Figure 2 - Correlation Between Some Selected Features and Total Value


As discussed in the previous section, visualizations of every feature were created, and some of them are shown in Figure 2. Besides the investigation of correlation patterns, there were also some outliers or obvious misleading data that needed to be removed. Based on the observation, parcels with unreasonable building ages were removed by filtering BuiltYear and EffectiveYearBuilt after the year 1850. EffectiveYearBuilt describes the year of the most recent renovation for the parcel. Similarly, parcels with LandBaseYear of 1907 were observed to have unreasonable patterns and therefore removed.

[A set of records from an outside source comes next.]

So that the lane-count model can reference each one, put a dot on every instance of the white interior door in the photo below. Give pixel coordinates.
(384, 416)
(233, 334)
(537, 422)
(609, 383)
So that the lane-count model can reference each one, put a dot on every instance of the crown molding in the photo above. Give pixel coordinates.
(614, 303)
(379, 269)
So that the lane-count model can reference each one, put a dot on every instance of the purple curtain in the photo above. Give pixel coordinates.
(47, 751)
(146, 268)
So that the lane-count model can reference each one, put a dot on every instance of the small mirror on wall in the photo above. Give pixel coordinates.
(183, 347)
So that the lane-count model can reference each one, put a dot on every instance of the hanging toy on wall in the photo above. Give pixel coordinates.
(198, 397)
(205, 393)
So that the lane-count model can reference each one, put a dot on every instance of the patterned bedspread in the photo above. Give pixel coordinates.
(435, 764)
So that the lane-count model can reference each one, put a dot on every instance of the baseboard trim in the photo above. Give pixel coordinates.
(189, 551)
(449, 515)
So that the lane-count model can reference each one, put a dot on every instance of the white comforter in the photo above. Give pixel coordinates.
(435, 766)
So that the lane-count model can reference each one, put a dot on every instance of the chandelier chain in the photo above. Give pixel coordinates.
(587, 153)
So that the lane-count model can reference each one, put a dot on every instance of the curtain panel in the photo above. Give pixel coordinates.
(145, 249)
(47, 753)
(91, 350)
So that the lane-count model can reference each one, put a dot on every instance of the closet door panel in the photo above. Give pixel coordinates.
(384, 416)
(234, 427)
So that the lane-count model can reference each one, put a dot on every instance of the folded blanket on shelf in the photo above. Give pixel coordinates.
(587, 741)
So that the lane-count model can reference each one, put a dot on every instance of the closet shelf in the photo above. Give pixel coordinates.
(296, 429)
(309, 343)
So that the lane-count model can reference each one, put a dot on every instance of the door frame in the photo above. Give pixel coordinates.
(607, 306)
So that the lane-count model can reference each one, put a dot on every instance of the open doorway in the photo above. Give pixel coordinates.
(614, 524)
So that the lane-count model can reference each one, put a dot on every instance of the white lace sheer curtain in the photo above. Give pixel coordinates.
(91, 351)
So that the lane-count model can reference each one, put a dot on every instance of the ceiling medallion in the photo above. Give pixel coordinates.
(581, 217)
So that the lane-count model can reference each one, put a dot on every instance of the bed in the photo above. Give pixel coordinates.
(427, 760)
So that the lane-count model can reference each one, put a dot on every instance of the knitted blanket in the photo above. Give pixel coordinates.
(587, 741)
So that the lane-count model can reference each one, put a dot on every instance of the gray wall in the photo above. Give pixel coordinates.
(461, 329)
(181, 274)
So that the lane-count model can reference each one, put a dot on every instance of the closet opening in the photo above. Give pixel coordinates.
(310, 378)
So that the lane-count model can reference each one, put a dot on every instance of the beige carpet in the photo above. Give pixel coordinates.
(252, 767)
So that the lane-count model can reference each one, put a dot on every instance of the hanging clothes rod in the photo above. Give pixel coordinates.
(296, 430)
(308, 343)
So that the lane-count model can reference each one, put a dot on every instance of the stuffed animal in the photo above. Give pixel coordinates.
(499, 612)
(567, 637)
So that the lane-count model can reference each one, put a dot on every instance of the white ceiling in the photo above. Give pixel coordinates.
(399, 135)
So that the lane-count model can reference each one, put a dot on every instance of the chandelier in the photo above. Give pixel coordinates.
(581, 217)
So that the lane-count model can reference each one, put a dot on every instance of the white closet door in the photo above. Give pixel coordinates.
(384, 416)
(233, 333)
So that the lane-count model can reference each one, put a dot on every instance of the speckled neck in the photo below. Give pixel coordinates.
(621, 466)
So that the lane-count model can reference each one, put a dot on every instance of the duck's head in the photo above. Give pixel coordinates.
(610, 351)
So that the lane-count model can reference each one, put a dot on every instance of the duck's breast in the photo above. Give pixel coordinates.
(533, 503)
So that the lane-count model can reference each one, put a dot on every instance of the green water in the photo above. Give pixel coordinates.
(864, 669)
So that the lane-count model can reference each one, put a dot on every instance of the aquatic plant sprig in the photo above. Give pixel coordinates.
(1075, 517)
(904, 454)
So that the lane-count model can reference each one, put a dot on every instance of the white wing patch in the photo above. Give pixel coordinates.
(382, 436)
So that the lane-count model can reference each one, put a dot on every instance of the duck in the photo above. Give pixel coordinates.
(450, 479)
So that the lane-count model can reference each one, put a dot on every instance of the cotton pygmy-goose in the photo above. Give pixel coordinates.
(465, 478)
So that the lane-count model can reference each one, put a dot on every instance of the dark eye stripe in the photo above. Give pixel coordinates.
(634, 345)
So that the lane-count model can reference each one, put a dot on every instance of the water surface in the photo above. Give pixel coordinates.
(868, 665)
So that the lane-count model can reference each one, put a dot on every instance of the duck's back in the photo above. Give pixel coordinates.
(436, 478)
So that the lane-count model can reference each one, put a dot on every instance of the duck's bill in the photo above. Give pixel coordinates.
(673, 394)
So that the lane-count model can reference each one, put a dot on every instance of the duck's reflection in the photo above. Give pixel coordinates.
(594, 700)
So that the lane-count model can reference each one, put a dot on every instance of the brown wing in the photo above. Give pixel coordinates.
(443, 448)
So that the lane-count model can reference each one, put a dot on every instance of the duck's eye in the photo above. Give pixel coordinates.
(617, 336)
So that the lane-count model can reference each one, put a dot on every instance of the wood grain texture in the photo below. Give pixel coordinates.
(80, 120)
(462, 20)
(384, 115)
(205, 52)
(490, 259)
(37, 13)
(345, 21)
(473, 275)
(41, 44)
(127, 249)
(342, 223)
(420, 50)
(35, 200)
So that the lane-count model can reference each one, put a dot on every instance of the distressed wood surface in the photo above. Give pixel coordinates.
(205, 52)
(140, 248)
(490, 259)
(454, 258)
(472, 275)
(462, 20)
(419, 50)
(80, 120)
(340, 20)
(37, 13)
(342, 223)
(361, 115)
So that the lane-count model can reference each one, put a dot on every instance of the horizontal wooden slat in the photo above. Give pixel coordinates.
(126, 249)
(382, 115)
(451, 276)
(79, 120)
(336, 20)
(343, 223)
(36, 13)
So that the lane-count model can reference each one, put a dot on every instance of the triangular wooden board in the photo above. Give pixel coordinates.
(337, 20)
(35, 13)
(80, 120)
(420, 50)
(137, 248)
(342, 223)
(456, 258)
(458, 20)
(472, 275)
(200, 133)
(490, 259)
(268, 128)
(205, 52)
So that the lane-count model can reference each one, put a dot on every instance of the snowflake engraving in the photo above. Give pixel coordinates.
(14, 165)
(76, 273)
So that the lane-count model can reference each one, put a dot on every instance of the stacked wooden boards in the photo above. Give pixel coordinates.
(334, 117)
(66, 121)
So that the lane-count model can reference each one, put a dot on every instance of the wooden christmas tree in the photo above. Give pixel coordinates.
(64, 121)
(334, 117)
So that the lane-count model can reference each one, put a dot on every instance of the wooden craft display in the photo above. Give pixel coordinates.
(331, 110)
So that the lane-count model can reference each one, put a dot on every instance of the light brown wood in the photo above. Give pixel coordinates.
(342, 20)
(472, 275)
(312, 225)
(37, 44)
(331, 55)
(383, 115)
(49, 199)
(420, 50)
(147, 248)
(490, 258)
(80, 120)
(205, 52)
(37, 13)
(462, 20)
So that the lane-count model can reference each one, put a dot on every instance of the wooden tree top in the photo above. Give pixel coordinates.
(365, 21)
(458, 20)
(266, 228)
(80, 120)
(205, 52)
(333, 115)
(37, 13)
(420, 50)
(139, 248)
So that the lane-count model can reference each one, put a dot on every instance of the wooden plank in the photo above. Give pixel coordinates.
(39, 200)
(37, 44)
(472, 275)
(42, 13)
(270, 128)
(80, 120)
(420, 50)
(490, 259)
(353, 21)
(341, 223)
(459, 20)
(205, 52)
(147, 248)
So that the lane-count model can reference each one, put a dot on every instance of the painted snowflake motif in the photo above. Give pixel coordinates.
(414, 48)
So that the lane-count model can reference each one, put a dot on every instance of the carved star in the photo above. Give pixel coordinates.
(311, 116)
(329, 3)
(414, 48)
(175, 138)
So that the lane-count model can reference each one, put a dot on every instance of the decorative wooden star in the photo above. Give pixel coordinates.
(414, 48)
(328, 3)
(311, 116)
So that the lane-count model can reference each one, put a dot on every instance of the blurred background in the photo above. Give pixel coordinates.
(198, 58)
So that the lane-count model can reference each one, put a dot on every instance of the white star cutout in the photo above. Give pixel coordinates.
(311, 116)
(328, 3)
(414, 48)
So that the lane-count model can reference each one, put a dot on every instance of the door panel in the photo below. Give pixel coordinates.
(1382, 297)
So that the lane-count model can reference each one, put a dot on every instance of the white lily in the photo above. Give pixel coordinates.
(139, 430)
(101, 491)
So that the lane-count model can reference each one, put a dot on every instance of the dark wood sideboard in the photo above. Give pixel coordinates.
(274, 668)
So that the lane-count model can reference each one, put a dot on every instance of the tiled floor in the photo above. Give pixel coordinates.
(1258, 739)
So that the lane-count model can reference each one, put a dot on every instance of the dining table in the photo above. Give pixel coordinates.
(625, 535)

Cleaning was also done on quantitative data to eliminate misleading outliers. Parcels with TotalValue more than 50M USD were removed. Parcels with more than 19 bedrooms and more than 20 bathrooms were removed. For the geometry of the parcels, the SQFTmain of the parcels were limited to a range of 500 to 40,000 square feet to be statistically clean for the model. Also, the ShapeSTAre, which describes the area of the parcel property, were limited to a range of 1,000 to 600,000 square feet, and ShapeSTLen, which describes the length of the parcel property, were limited up to 4,000 feet. To summarize, it was identified that only 0.2% of the selected dataset is comprised of outliers, and these were filtered out before developing a ML model.